A Deep Reinforcement Learning Algorithm for Trajectory Planning of Swarm UAV Fulfilling Wildfire Reconnaissance
Kubilay Demır, Vedat Tümen, Selahattin Koşunalp, Teodor Iliev
Abstract
Wildfires have long been one of the critical environmental disasters that require a careful monitoring system. An intelligent system has the potential to both prevent/extinguish the fire and deliver urgent requirements postfire. In recent years, unmanned aerial vehicles (UAVs), with the ability to detect missions in high-risk areas, have been gaining increasing interest, particularly in forest fire monitoring. Taking a large-scale area involved in a fire into consideration, a single UAV is often insufficient to accomplish the task of covering the whole disaster zone. This poses the challenge of multi-UAVs optimum path planning with a key focus on limitations such as energy constraints and connectivity.
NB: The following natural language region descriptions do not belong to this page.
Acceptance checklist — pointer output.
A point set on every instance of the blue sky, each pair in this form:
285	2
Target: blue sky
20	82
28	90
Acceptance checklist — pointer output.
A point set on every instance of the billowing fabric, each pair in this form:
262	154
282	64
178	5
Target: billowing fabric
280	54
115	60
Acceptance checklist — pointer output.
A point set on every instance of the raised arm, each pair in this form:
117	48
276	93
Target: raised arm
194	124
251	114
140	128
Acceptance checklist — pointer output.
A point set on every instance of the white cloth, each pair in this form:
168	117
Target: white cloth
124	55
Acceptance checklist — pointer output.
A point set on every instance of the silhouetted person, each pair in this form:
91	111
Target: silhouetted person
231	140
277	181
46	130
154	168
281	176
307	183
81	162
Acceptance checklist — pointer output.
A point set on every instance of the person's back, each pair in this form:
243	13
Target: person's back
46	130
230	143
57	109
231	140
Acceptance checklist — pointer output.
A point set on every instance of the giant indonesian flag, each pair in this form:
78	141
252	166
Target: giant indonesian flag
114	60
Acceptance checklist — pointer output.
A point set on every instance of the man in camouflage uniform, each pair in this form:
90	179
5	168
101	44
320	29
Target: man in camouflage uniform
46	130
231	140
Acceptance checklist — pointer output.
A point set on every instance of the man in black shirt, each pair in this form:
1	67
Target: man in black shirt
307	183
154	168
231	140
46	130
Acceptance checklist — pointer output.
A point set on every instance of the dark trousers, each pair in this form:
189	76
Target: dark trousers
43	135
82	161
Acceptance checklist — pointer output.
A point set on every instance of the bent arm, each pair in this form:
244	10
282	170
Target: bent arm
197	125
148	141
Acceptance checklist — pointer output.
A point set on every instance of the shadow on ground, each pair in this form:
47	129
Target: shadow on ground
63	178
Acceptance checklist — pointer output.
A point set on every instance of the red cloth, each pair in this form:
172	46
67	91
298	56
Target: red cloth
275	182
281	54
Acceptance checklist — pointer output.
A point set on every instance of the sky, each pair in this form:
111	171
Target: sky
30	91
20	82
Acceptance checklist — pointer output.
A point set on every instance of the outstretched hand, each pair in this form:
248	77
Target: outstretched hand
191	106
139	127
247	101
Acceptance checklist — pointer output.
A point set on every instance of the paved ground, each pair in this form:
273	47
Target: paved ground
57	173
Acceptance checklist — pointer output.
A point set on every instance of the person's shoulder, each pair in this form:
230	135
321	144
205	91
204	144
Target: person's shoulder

To narrow down this issue, this paper proposes a deep reinforcement learning-based trajectory planning approach for multi-UAVs that permits UAVs to extract the required information within the disaster area on time. A target area is partitioned into several identical subareas in terms of size to enable UAVs to perform their patrol duties over the subareas. This subarea-based arrangement converts the issue of trajectory planning into allowing UAVs to frequently visit each subarea. Each subarea is initiated with a risk level by creating a fire risk map optimizing the UAV patrol route more precisely. Through a set of simulations conducted with a real trace of the dataset, the performance outcomes confirmed the superiority of the proposed idea.